Cuando Mehmed II prometió que respetaría el territorio bizantino, Constantino interpretó equivocadamente el gesto como un síntoma de su propia fortaleza y, a renglón seguido, exigió el pago de una renta para la manutención de un príncipe otomano que tenía de rehén. Aquel error de cálculo marcó el principio del fin de Constantinopla. Mehmed, enfurecido, empezó a planificar el asalto de Constantinopla, que finalmente tomaría el 29 de mayo de 1453. De igual manera, diríase que Mariano Rajoy se ha propuesto tentar al destino, confundiendo el caos del actual mapa político español, especialmente de la izquierda, con un signo de su propia fortaleza. Se explicaría así, al menos en parte, ese empeño en el continuismo, pues, a pesar de la aparente renovación del Gobierno, su núcleo duro de poder se mantiene inalterado. Sí, hay cinco nuevas incorporaciones, pero asistimos más a un ejercicio de equilibrio interno que de renovación.
Cierto es que lo primero que urge negociar son los Presupuestos Generales, sobre todo para ver de qué forma se pueden conciliar las exigencias de Bruselas con la proverbial reticencia de nuestros gobernantes a meter el cuchillo en la intocable estructura de la Administración, que es donde está el verdadero problema, aunque nadie con mando en plaza jamás se atreva a decirlo. De ahí que Luis de Guindos y Cristóbal Montoro mantengan sus respectivas carteras. El primero para lidiar con la UE, como ha venido haciendo hasta la fecha. Y el segundo, es de temer, para realizar alguna pirueta fiscal que cuadre las cuentas sobre el papel, aunque luego el déficit siga campando por sus respetos. En cuanto a Soraya Sáenz de Santamaría, pierde la portavocía, pero conserva lo demás, CNI incluido, y será la encargada de procrastinar el problema del secesionismo. Lo que en opinión de este medio es un pésimo augurio. Pues no se nos ocurre persona menos indicada para poner coto al desafío rupturista que quien lo ha venido alentando con la inacción permanente o, a lo sumo, agitando el palo y la zanahoria.
Rajoy parece descontar que el desfonde del PSOE y el temor que provoca Podemos en una parte sustancial de la sociedad española, le permitirá seguir abordando la tarea de gobernar como una mera regencia
Rajoy ha demostrado ser por enésima vez que es un político prisionero del corto plazo. Sí, ha premiado a María Dolores de Cospedal con el Ministerio de Defensa, porque con alguna fruslería tenía que recompensar a quien mantiene mal que bien en orden el partido y traga Bárcenas como sapos.

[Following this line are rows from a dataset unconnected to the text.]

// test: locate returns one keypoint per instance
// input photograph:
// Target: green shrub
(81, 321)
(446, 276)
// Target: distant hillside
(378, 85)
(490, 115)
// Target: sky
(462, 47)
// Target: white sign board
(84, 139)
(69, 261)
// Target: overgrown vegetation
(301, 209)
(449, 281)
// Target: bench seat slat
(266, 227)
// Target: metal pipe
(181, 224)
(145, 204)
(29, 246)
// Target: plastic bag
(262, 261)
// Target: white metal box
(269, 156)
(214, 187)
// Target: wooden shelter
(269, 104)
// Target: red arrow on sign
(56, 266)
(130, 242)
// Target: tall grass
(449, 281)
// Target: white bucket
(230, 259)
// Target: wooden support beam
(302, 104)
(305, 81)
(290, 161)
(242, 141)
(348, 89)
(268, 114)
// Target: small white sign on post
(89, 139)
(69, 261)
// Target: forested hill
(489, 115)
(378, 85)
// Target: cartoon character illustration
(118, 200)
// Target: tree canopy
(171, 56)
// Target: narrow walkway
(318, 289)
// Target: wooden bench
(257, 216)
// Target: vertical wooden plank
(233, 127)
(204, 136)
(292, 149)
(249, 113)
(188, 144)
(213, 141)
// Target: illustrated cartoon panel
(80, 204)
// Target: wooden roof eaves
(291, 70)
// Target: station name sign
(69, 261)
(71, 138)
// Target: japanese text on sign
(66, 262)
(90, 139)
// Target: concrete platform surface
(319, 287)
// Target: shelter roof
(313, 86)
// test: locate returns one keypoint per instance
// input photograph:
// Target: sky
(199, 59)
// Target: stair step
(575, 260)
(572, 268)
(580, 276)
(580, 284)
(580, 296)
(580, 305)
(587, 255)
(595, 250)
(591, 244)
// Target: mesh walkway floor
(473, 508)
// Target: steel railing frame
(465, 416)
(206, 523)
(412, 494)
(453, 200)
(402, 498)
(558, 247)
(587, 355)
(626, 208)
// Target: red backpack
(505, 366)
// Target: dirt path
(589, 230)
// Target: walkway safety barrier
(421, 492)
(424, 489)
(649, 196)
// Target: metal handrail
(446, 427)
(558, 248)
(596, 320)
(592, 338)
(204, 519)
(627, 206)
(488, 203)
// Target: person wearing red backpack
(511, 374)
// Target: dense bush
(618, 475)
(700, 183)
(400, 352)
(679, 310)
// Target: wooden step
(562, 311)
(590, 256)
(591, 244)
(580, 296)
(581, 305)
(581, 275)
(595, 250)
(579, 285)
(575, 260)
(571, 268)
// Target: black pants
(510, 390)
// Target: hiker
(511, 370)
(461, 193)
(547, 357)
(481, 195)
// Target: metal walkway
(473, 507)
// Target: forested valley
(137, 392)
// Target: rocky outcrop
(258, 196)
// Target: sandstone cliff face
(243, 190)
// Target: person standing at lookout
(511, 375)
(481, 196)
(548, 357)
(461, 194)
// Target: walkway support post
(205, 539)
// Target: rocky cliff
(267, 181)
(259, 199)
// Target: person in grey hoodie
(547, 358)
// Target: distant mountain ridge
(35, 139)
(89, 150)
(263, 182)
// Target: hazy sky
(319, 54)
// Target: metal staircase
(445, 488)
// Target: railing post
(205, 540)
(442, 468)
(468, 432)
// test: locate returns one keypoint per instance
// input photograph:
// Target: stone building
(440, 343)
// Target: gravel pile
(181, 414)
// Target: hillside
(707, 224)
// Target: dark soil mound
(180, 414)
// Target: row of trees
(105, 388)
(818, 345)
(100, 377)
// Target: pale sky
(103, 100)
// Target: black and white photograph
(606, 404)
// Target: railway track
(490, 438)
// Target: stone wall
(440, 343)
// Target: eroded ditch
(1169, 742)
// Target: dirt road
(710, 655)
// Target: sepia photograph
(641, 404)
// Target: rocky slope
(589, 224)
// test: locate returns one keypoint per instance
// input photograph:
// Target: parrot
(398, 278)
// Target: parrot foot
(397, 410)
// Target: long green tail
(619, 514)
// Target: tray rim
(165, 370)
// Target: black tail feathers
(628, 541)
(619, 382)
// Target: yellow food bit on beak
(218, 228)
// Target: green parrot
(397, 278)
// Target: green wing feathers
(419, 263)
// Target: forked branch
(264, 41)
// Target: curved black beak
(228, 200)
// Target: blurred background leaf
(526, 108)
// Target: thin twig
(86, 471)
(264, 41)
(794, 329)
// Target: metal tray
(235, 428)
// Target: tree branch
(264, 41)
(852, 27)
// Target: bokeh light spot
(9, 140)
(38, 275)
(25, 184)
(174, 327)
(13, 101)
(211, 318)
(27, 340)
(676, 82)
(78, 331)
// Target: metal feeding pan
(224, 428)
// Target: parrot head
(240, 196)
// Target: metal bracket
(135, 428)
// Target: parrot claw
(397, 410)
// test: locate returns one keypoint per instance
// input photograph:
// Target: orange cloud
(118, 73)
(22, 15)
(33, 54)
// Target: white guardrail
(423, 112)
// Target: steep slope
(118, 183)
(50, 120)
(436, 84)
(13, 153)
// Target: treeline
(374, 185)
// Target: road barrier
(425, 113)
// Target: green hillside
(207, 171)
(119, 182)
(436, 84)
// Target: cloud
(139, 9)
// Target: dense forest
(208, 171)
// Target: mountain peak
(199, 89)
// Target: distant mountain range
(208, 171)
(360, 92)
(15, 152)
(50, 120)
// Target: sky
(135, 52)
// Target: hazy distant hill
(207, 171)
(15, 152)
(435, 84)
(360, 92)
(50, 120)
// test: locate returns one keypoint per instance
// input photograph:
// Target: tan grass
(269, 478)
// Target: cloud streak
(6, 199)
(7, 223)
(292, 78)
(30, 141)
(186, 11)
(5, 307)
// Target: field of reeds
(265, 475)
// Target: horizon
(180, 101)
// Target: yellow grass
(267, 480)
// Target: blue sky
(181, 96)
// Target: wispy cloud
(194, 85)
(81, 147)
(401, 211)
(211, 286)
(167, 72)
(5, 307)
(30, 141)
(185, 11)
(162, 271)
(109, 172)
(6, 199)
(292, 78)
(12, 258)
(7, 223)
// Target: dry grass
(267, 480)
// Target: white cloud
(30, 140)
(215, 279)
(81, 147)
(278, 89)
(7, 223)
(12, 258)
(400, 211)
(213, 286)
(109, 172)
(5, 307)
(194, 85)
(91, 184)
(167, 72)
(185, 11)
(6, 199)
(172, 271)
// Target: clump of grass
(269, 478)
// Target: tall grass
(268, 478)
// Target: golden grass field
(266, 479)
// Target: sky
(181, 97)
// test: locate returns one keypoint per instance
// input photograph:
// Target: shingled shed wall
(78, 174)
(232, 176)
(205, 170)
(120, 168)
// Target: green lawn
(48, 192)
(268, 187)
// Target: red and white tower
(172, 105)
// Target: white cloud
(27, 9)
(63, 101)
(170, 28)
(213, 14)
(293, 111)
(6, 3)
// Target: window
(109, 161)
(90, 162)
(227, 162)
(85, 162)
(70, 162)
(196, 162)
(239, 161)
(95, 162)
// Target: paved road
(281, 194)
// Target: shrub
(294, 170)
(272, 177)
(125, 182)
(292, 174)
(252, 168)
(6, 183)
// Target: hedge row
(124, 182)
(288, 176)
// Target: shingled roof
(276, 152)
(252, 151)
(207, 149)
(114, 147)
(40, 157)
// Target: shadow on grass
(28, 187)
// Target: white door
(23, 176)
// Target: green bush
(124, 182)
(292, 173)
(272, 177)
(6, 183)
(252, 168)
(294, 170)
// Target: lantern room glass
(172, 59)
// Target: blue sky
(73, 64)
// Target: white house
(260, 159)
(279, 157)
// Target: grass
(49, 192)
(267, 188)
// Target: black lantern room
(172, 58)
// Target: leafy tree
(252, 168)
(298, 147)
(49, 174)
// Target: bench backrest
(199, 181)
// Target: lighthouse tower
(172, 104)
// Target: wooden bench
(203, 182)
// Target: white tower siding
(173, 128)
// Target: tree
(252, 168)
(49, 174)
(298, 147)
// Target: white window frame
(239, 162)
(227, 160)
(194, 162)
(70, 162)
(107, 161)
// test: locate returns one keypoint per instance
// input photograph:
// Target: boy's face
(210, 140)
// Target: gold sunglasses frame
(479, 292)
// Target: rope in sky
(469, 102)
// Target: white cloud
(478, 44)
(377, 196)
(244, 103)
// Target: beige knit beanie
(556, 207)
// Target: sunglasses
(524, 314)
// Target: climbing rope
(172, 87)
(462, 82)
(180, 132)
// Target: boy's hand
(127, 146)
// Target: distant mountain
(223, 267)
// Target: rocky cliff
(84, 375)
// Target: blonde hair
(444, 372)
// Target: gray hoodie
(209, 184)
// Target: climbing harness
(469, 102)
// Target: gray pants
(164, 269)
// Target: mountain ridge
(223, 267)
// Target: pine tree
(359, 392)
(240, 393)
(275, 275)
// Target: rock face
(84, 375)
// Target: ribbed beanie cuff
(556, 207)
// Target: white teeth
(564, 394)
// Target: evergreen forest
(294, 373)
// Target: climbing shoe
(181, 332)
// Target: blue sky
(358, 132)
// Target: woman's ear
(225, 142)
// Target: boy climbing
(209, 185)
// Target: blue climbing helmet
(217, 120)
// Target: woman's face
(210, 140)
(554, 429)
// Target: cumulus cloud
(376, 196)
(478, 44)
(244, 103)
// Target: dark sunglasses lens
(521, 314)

También ha dado entrada en el Gobierno a cinco caras nuevas. Pero, con todo, sigue siendo poco, muy poco. Ha faltado un gesto significativo, ese guiño que los españoles llevan esperando demasiado tiempo y, a lo que parece, nunca llegará mientras dependa de Mariano. Era demasiado pedir que añadiera a su proverbial prudencia cierta dosis de audacia, pero había que soñarlo.
Con todo, lo más preocupante es que Rajoy parece descontar que el desfonde del PSOE y el temor que provoca Podemos en una parte sustancial de la sociedad española, le permitirá seguir abordando la tarea de gobernar como una mera regencia, como si la coyuntura fuera permanente y el PP aspirara a ser partido único. Al igual que Constantino, Mariano parece empeñado en poner en peligro la ciudadela, confundiendo el circunstancial desbarajuste del mapa político español con la fortaleza propia.
Sea como fuere, y resulte esta legislatura larga o corta, de lo que no hay duda es que éste será un gobierno de transición. Servirá para confeccionar los presupuestos y, con suerte, ralentizar con subterfugios la amenaza de ruptura territorial. Pero más allá de estos dos ejes fundamentales, mantener la paz con Bruselas y procrastinar el desafío secesionista, poco más cabe esperar. Habrá que seguir aguardando un milagro. Ojalá los españoles sigan haciendo crecer la economía a pesar de la política. Es decir, ojalá Constantinopla resista.